Is it not a strange thing that in modern times, with our high-strung religion, we have made a divorce between the stage and morality and religion, whereas in ancient times, growing out of mere joviality,—out of the harvest-home, as it were,—there came up a Greek tragedy, which became a pulpit from which you have sermons upon conscience which go to move the inner strings of the heart as much as any sermon which was ever preached. Recall the opening chorus of "Agamemnon," or read the choruses of "Eumenides," and tell me if it is not a most monstrous thing for men preaching the Gospel to say that there is anything in these tending to a divorce between the Church and the Theatre. Leave the theatre to drift, and depend upon it that if they who are God's servants do not know how to use it, the devil is far too clever a fellow not to use it for his own business. I beg to propose the modern Drama, and especially in its union with the Christian Gospel.

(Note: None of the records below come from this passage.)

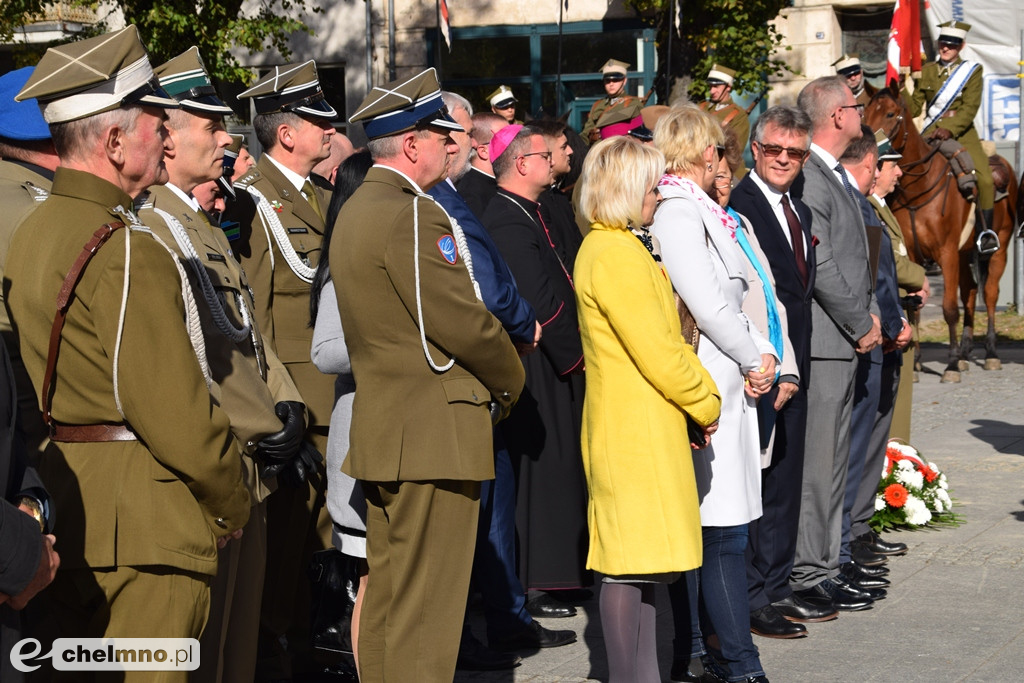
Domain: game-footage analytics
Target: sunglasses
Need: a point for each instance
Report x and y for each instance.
(772, 151)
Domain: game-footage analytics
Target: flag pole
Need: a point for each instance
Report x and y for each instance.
(558, 78)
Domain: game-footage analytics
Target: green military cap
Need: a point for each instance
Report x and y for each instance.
(403, 104)
(953, 32)
(614, 67)
(502, 97)
(720, 74)
(92, 76)
(848, 65)
(184, 78)
(886, 150)
(293, 88)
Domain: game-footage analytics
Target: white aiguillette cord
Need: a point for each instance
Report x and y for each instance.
(460, 240)
(271, 223)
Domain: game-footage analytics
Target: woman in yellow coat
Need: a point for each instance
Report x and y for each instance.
(642, 379)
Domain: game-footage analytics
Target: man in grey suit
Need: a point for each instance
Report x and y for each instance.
(845, 322)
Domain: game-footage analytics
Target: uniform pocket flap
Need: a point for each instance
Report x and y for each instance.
(465, 390)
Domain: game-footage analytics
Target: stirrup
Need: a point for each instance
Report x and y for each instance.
(993, 242)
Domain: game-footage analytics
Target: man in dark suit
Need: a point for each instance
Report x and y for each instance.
(845, 319)
(860, 564)
(782, 224)
(494, 563)
(428, 358)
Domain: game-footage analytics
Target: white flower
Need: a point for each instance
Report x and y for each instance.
(916, 512)
(909, 478)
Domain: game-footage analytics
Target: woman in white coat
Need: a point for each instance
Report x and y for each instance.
(709, 271)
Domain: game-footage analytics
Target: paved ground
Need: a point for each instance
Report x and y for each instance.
(955, 609)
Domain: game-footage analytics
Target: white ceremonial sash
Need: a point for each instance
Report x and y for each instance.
(947, 93)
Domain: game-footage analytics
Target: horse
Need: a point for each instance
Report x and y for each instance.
(932, 214)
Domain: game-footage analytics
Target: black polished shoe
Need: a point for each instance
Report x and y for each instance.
(545, 606)
(850, 586)
(861, 579)
(880, 570)
(864, 556)
(768, 623)
(796, 608)
(474, 655)
(876, 544)
(532, 637)
(828, 594)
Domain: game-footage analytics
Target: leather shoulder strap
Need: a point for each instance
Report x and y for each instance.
(64, 301)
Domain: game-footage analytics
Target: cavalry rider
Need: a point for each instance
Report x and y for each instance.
(849, 68)
(949, 93)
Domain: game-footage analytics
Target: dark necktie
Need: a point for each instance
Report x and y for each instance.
(797, 236)
(846, 182)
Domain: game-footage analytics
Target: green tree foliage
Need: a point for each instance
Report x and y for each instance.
(733, 33)
(170, 27)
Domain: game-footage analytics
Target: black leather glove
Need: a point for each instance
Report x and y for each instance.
(301, 467)
(281, 447)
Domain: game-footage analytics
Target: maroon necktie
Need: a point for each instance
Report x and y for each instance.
(797, 236)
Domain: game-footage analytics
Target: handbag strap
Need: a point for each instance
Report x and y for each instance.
(64, 302)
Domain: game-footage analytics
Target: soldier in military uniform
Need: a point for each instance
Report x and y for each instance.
(141, 461)
(728, 113)
(26, 174)
(427, 358)
(616, 107)
(281, 220)
(249, 382)
(503, 103)
(948, 93)
(849, 68)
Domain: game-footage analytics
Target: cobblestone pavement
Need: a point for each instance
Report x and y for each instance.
(955, 609)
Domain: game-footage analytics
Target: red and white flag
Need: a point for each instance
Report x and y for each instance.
(444, 24)
(904, 40)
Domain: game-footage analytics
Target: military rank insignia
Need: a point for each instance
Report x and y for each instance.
(446, 246)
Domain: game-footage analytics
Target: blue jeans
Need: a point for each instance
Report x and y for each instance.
(726, 606)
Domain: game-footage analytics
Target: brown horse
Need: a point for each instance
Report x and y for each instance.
(932, 214)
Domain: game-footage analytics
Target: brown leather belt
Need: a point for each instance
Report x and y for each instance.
(90, 433)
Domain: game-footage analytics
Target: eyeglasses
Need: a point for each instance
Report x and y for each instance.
(546, 155)
(772, 151)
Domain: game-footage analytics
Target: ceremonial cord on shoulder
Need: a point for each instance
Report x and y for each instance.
(460, 240)
(193, 324)
(271, 224)
(220, 317)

These were bold words to utter in the capital of Scotland, and they horrified the Free Churchmen of the north, against whom the speaker levelled many an interjected personality, better now omitted. The speech made a stir, not only amongst those who decried the stage, but, very naturally, amongst those actors who, loving their profession and honouring it, sought to save it from "the devil's business." A sheaf of letters testifies to their interest in Professor Blackie's advocacy. From this sheaf one may be drawn for quotation, from Henry Irving. it is dated 12th November 1876

Opinion will always differ [he wrote] about such matters, but on one point there can be no dispute, that the opening up the subject at this time, and in so genial a spirit, and with the endorsement of a name so honoured as your own, is a gallant act, for which all who respect the stage, as well as those who minister about the temple, must sincerely thank you,—and not those alone, but all who value an honest, manly expression of opinion. For myself, I became an actor because I loved the drama, and every word said in its behalf, as a great social power to elevate mankind, finds an echo in my heart. Tens of thousands feel the influence of the theatre during six days of the week—against the pulpit with only one day, and with relatively fewer listeners; and knowing this all true moralists wish that this great power may be used for good. Nothing will more certainly tend to the elevation of the stage than the encouragement of men like yourself, whose judgment in matters referring to the culture of the generation growing up should be final.